The following description is the introduction paragraph for WebAssembly.Global
on MDN:
A
WebAssembly.Global
object represents a global variable instance, accessible from both JavaScript and importable/exportable across one or moreWebAssembly.Module
instances. This allows dynamic linking of multiple modules.
I am trying to understand how WebAssembly.Global
facilitates the dynamic linking of multiple modules. Initially, I thought this was related to multi-threading and that WebAssembly.Global
allowed multiple Web Workers running the same WebAssembly.Module
to coordinate somehow. However, I no longer think this is the case since it turns out that WebAssembly.Global
is neither supported by structured clone algorithm nor is transferable, which I believe means it cannot be sent with postMessage
.
The unstable ABI for dynamic linking mentions that WebAssembly.Global
can be/is used in Emscripten for env.__stack_pointer
, env.__memory_base
, and env.__table_base
, but I am still unsure why these imports have to be WebAssembly.Global
s.
In the MVP of WebAssembly it was not possible to import/export a mutable (non-constant) global (WebAssembly.Global). This was changed by the mutable-global proposal (that is already merged into the current version of WebAssembly). The rationale is explained in details in the linked page. In short:
One could store the stack pointer into the linear memory (say at address #0) in a single-threaded setup, link several modules, and have a working program.

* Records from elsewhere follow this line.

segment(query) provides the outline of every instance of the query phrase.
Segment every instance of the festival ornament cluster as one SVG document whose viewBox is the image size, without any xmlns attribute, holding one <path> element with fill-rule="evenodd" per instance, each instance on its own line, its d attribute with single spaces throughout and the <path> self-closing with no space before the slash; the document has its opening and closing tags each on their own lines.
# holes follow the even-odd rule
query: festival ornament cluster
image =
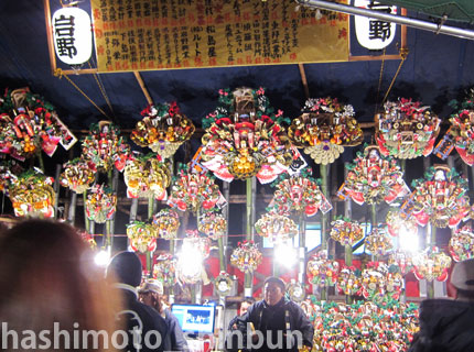
<svg viewBox="0 0 474 352">
<path fill-rule="evenodd" d="M 450 118 L 451 127 L 444 138 L 438 143 L 435 154 L 445 160 L 455 148 L 464 163 L 474 164 L 474 88 L 468 97 L 457 106 L 457 101 L 450 103 L 457 112 Z"/>
<path fill-rule="evenodd" d="M 141 111 L 130 139 L 140 146 L 150 147 L 163 160 L 176 153 L 195 131 L 193 122 L 180 112 L 176 102 L 151 105 Z"/>
<path fill-rule="evenodd" d="M 314 350 L 327 352 L 407 351 L 419 330 L 416 304 L 353 305 L 317 301 L 303 302 L 314 326 Z"/>
<path fill-rule="evenodd" d="M 111 220 L 116 212 L 117 195 L 105 185 L 95 184 L 87 191 L 86 216 L 97 223 Z"/>
<path fill-rule="evenodd" d="M 184 165 L 173 177 L 171 195 L 168 205 L 180 211 L 191 210 L 193 213 L 198 211 L 209 211 L 215 207 L 223 207 L 226 200 L 215 184 L 215 179 L 207 173 L 198 173 Z"/>
<path fill-rule="evenodd" d="M 474 257 L 474 233 L 471 226 L 464 226 L 452 234 L 449 251 L 454 262 Z"/>
<path fill-rule="evenodd" d="M 364 229 L 357 221 L 340 217 L 331 227 L 331 238 L 342 245 L 353 245 L 364 238 Z"/>
<path fill-rule="evenodd" d="M 152 226 L 157 237 L 164 240 L 174 240 L 177 238 L 180 216 L 173 209 L 162 209 L 153 215 Z"/>
<path fill-rule="evenodd" d="M 254 273 L 261 264 L 263 256 L 254 241 L 239 242 L 230 255 L 230 264 L 243 273 Z"/>
<path fill-rule="evenodd" d="M 284 174 L 283 176 L 289 175 Z M 269 205 L 272 211 L 286 216 L 293 212 L 312 217 L 317 210 L 326 213 L 333 208 L 322 193 L 319 183 L 304 170 L 292 177 L 283 176 L 277 184 L 277 190 Z"/>
<path fill-rule="evenodd" d="M 53 106 L 28 88 L 7 89 L 0 98 L 0 153 L 24 161 L 41 150 L 52 156 L 57 144 L 69 150 L 76 142 Z"/>
<path fill-rule="evenodd" d="M 171 184 L 168 163 L 162 163 L 154 154 L 136 155 L 127 161 L 123 169 L 128 198 L 166 199 L 166 187 Z"/>
<path fill-rule="evenodd" d="M 171 253 L 161 253 L 153 265 L 153 277 L 163 283 L 164 287 L 176 284 L 176 260 Z"/>
<path fill-rule="evenodd" d="M 217 241 L 227 231 L 227 220 L 220 213 L 207 211 L 200 215 L 197 230 L 208 235 L 209 239 Z"/>
<path fill-rule="evenodd" d="M 437 228 L 455 228 L 468 217 L 467 180 L 454 168 L 430 167 L 412 186 L 414 190 L 402 209 L 409 209 L 418 224 L 424 227 L 430 221 Z"/>
<path fill-rule="evenodd" d="M 121 172 L 130 155 L 130 146 L 120 136 L 120 129 L 110 121 L 93 123 L 82 143 L 82 156 L 105 172 L 114 165 Z"/>
<path fill-rule="evenodd" d="M 357 152 L 357 158 L 347 168 L 347 177 L 338 195 L 351 197 L 358 205 L 391 204 L 409 193 L 397 161 L 381 155 L 376 145 L 367 146 L 364 153 Z"/>
<path fill-rule="evenodd" d="M 203 121 L 203 165 L 226 182 L 272 182 L 293 161 L 282 114 L 273 112 L 263 88 L 220 89 L 218 108 Z"/>
<path fill-rule="evenodd" d="M 337 99 L 308 99 L 304 112 L 288 129 L 291 143 L 302 148 L 316 164 L 331 164 L 344 152 L 344 146 L 358 145 L 363 131 L 354 118 L 354 108 Z"/>
<path fill-rule="evenodd" d="M 83 194 L 94 184 L 97 168 L 93 162 L 76 157 L 66 162 L 63 168 L 60 178 L 61 186 L 67 187 L 76 194 Z"/>
<path fill-rule="evenodd" d="M 327 251 L 314 254 L 306 264 L 308 282 L 319 287 L 334 286 L 337 283 L 340 263 L 328 258 Z"/>
<path fill-rule="evenodd" d="M 150 223 L 132 221 L 127 226 L 127 237 L 133 251 L 146 253 L 157 249 L 157 235 Z"/>
<path fill-rule="evenodd" d="M 428 248 L 413 257 L 413 273 L 418 279 L 444 282 L 448 279 L 451 257 L 438 246 Z"/>
<path fill-rule="evenodd" d="M 294 238 L 298 234 L 298 227 L 287 216 L 267 212 L 255 223 L 255 231 L 271 242 L 281 243 Z"/>
<path fill-rule="evenodd" d="M 440 133 L 441 120 L 430 107 L 420 101 L 400 98 L 387 101 L 384 111 L 376 114 L 376 140 L 380 153 L 398 158 L 428 156 Z"/>
<path fill-rule="evenodd" d="M 53 177 L 46 177 L 36 169 L 30 169 L 13 176 L 10 183 L 9 197 L 15 217 L 54 217 Z"/>
</svg>

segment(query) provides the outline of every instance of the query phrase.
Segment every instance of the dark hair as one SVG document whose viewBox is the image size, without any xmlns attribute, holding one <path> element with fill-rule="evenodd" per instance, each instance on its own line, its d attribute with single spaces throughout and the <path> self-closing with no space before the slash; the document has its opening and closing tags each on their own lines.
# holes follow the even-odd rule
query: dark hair
<svg viewBox="0 0 474 352">
<path fill-rule="evenodd" d="M 265 287 L 265 285 L 270 284 L 270 283 L 277 284 L 281 288 L 281 292 L 284 294 L 284 292 L 286 292 L 286 285 L 284 285 L 284 282 L 281 278 L 276 277 L 276 276 L 267 277 L 267 279 L 263 283 L 263 287 Z"/>
</svg>

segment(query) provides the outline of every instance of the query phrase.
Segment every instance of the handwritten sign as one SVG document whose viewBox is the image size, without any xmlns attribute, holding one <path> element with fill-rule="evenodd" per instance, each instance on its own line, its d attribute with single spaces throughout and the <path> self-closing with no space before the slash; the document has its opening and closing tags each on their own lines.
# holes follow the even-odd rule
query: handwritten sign
<svg viewBox="0 0 474 352">
<path fill-rule="evenodd" d="M 345 3 L 345 2 L 344 2 Z M 288 0 L 91 0 L 99 72 L 345 62 L 348 16 Z"/>
</svg>

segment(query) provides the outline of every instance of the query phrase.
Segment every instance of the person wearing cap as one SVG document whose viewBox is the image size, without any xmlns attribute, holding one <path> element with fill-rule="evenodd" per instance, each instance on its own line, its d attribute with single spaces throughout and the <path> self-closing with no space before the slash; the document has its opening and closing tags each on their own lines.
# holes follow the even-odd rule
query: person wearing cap
<svg viewBox="0 0 474 352">
<path fill-rule="evenodd" d="M 268 277 L 263 284 L 263 299 L 250 306 L 240 317 L 252 330 L 251 351 L 311 350 L 314 328 L 303 309 L 286 296 L 284 282 Z M 235 346 L 231 346 L 233 349 Z"/>
<path fill-rule="evenodd" d="M 427 299 L 420 305 L 420 331 L 409 352 L 474 351 L 474 258 L 454 265 L 455 299 Z"/>
<path fill-rule="evenodd" d="M 177 318 L 168 309 L 163 302 L 163 284 L 158 279 L 148 279 L 138 290 L 140 301 L 154 308 L 166 322 L 168 337 L 172 351 L 188 351 L 186 339 L 180 327 Z"/>
<path fill-rule="evenodd" d="M 125 308 L 117 312 L 128 332 L 128 345 L 123 351 L 170 351 L 166 322 L 153 308 L 138 300 L 137 287 L 141 282 L 141 262 L 133 252 L 115 255 L 107 266 L 107 278 L 115 280 Z"/>
</svg>

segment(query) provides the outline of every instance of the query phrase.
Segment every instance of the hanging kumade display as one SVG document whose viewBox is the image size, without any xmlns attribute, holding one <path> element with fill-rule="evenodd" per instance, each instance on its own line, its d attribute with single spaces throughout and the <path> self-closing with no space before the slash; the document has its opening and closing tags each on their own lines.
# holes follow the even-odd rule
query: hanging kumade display
<svg viewBox="0 0 474 352">
<path fill-rule="evenodd" d="M 171 172 L 168 163 L 162 163 L 157 155 L 133 156 L 127 161 L 123 169 L 128 198 L 166 199 L 166 187 L 171 184 Z"/>
<path fill-rule="evenodd" d="M 308 282 L 320 287 L 334 286 L 337 283 L 340 263 L 327 256 L 327 251 L 314 254 L 306 264 Z"/>
<path fill-rule="evenodd" d="M 358 205 L 391 204 L 409 193 L 397 161 L 381 155 L 376 145 L 367 146 L 364 153 L 357 152 L 357 158 L 347 168 L 349 172 L 337 194 L 342 198 L 351 197 Z"/>
<path fill-rule="evenodd" d="M 164 287 L 176 284 L 176 260 L 171 253 L 161 253 L 153 265 L 153 277 L 163 283 Z"/>
<path fill-rule="evenodd" d="M 239 242 L 230 255 L 230 264 L 243 273 L 254 273 L 263 260 L 254 241 Z"/>
<path fill-rule="evenodd" d="M 273 112 L 263 88 L 220 89 L 218 108 L 203 121 L 202 164 L 226 182 L 272 182 L 293 161 L 286 120 L 281 110 Z"/>
<path fill-rule="evenodd" d="M 151 224 L 142 221 L 132 221 L 127 226 L 127 237 L 133 251 L 146 253 L 157 249 L 157 237 Z"/>
<path fill-rule="evenodd" d="M 453 233 L 449 251 L 454 262 L 474 257 L 474 233 L 471 226 L 466 224 Z"/>
<path fill-rule="evenodd" d="M 97 169 L 93 162 L 76 157 L 66 162 L 63 167 L 61 186 L 68 187 L 76 194 L 83 194 L 94 184 Z"/>
<path fill-rule="evenodd" d="M 420 101 L 400 98 L 387 101 L 375 117 L 380 153 L 398 158 L 428 156 L 440 133 L 441 120 Z"/>
<path fill-rule="evenodd" d="M 164 240 L 174 240 L 177 238 L 180 216 L 173 209 L 162 209 L 153 216 L 152 226 L 157 237 Z"/>
<path fill-rule="evenodd" d="M 319 180 L 310 176 L 311 170 L 303 169 L 300 174 L 289 176 L 283 174 L 281 180 L 277 180 L 277 190 L 269 205 L 269 208 L 279 213 L 289 216 L 290 213 L 314 216 L 317 210 L 326 213 L 333 206 L 322 193 Z M 272 186 L 273 186 L 272 184 Z"/>
<path fill-rule="evenodd" d="M 97 223 L 111 220 L 116 212 L 117 196 L 104 185 L 93 185 L 87 191 L 86 216 Z"/>
<path fill-rule="evenodd" d="M 61 144 L 69 150 L 77 139 L 54 107 L 29 88 L 6 90 L 0 99 L 0 153 L 24 161 L 43 150 L 49 156 Z"/>
<path fill-rule="evenodd" d="M 217 241 L 227 231 L 227 220 L 219 213 L 208 211 L 200 215 L 197 230 Z"/>
<path fill-rule="evenodd" d="M 401 209 L 413 216 L 418 224 L 424 227 L 430 221 L 437 228 L 455 228 L 468 217 L 467 180 L 454 168 L 430 167 L 424 178 L 414 179 L 412 186 L 414 190 Z"/>
<path fill-rule="evenodd" d="M 130 139 L 140 146 L 148 146 L 163 160 L 176 153 L 195 131 L 193 122 L 180 112 L 176 102 L 151 105 L 141 111 Z"/>
<path fill-rule="evenodd" d="M 215 184 L 215 178 L 207 173 L 198 173 L 184 165 L 173 177 L 168 205 L 181 211 L 209 211 L 215 207 L 224 207 L 226 200 Z"/>
<path fill-rule="evenodd" d="M 474 165 L 474 88 L 468 97 L 459 106 L 457 101 L 450 103 L 459 109 L 450 118 L 451 127 L 444 138 L 438 143 L 434 152 L 438 157 L 445 160 L 453 148 L 457 151 L 464 163 Z"/>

This cannot be done safely in a multi-threaded setup, because each thread has to have a separate stack pointer. One could simulate that in different ways (that have their costs; also noted in the previously linked page), as for example use different addresses for each thread. However, it is far better, if a thread-local storage is available. There the globals come into play, as they act as a thread-local storage - each global has its own value for each thread.
One cannot "play around" that by using "just a second unshared memory instance for each thread", because the multiple memories proposal is not (yet) operational.